Warum diese beiden Bahnhöfe im Landkreis Rosenheim ausgewählt wurden, habe einen bestimmten Grund. „Gemäß Grundgesetz ist der Bund für den Ausbau und Erhalt der Deutschen Bahn-Stationen verantwortlich“, teilt ein Pressesprecher vom Bayerischen Verkehrsministerium auf OVB-Anfrage mit. Dabei seien die „Barrierefreiheitsausbauten“ priorisiert worden.
Welche Bahnhöfe für dieses Projekt infrage kommen, sei vom sogenannten „1000er-Kriterium“ abhängig. „Dies bedeutet, dass der Bund grundsätzlich nur Stationen mit mindestens 1000 Ein- und Aussteiger pro Werktag barrierefrei ausbaut“, sagt der Pressesprecher. Kleinere Stationen werden dabei nicht beachtet. Nach der Bewertung der Anzahl an Ein- und Aussteigern und auch anhand der Knotenpunkte im Verkehrssystem der Eisenbahn habe man sich dann für den Regierungsbezirk Oberbayern für die Stationen Aschau im Chiemgau und Oberaudorf entschieden.
Für die beiden Gemeinde ein Grund zur Freude. „Angesichts der bisherigen jahrelangen Bemühungen ein echter Paukenschlag für dieses wichtige Vorhaben“, sagt Aschaus Bürgermeister Simon Frank. Der aktuelle Zustand des Bahnhofs sei für Menschen mit Rollstuhl und Rollator sowie für Familien mit Kinderwagen oder Radfahrer „unbefriedigend“. Auch für die zahlreichen Gesundheits- und Pflegeeinrichtungen sei eine barrierefreie Anbindung wichtig.
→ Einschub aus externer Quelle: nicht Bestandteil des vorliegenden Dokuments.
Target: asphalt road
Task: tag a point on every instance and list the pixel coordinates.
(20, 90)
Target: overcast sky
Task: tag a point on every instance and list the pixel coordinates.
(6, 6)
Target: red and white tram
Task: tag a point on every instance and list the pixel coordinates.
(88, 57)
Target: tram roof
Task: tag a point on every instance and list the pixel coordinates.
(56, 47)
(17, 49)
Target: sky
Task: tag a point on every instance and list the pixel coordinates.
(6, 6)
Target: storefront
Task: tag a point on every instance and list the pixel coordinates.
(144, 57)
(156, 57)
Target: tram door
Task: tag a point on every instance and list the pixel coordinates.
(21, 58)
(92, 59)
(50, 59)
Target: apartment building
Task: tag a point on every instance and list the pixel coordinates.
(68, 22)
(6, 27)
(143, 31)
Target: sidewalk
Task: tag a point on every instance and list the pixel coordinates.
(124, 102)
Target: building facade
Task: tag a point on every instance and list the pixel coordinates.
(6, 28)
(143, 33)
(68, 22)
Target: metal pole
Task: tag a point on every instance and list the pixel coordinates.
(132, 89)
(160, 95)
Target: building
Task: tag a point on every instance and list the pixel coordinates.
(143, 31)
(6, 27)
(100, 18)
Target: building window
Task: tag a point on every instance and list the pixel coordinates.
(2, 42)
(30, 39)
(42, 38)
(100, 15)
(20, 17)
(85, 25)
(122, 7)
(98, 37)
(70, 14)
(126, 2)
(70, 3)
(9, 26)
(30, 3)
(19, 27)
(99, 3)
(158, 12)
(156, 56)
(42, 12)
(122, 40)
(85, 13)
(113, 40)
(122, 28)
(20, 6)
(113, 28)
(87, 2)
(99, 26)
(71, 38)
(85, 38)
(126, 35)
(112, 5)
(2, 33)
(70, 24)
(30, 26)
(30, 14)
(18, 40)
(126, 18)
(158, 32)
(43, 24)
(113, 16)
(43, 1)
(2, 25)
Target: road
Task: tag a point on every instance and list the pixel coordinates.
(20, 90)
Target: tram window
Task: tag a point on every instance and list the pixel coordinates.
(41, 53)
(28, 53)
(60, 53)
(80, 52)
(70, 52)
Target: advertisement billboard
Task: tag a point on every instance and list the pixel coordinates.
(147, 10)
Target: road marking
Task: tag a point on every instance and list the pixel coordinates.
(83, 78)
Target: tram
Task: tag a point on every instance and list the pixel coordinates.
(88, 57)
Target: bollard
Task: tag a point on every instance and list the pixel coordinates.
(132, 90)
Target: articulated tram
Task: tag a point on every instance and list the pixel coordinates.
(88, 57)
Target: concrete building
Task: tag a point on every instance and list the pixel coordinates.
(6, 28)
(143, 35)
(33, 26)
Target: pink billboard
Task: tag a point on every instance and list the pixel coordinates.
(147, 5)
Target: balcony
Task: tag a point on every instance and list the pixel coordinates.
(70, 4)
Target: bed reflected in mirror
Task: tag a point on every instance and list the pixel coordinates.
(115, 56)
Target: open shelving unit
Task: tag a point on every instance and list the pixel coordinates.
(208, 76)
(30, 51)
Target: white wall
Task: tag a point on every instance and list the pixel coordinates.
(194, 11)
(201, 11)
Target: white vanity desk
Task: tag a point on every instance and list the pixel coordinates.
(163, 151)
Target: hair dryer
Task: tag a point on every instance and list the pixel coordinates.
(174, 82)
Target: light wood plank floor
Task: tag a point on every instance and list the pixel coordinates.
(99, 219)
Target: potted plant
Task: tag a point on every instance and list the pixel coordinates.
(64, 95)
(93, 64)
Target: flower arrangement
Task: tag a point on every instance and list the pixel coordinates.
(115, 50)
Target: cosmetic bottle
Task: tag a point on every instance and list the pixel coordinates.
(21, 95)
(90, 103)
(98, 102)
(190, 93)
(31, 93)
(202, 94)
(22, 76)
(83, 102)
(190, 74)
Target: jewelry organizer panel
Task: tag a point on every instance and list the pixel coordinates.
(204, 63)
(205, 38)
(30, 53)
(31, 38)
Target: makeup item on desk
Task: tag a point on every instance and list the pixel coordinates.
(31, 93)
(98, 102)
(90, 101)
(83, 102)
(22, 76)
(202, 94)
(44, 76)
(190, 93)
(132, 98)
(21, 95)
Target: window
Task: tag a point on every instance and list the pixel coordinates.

Von der Bahnsteig-Oberkante bis zur Oberkante Wagenboden gebe es derzeit einen Höhenunterschied von 100 Zentimetern. Um diese zu überbrücken, greift die Bahn auf eine Notlösung zurück. Ein Bahnbediensteter steuert dafür eine Hydraulik-Rampe. „Oft war das, personell bedingt, unzureichend beziehungsweise unzuverlässig“, sagt Frank. Außerdem sei für die Nutzung eine große Vorlaufzeit nötig. Nun werde endlich „ein wichtiger Meilenstein in Sachen Barrierefreiheit, Inklusion und Mobilität“ geschaffen.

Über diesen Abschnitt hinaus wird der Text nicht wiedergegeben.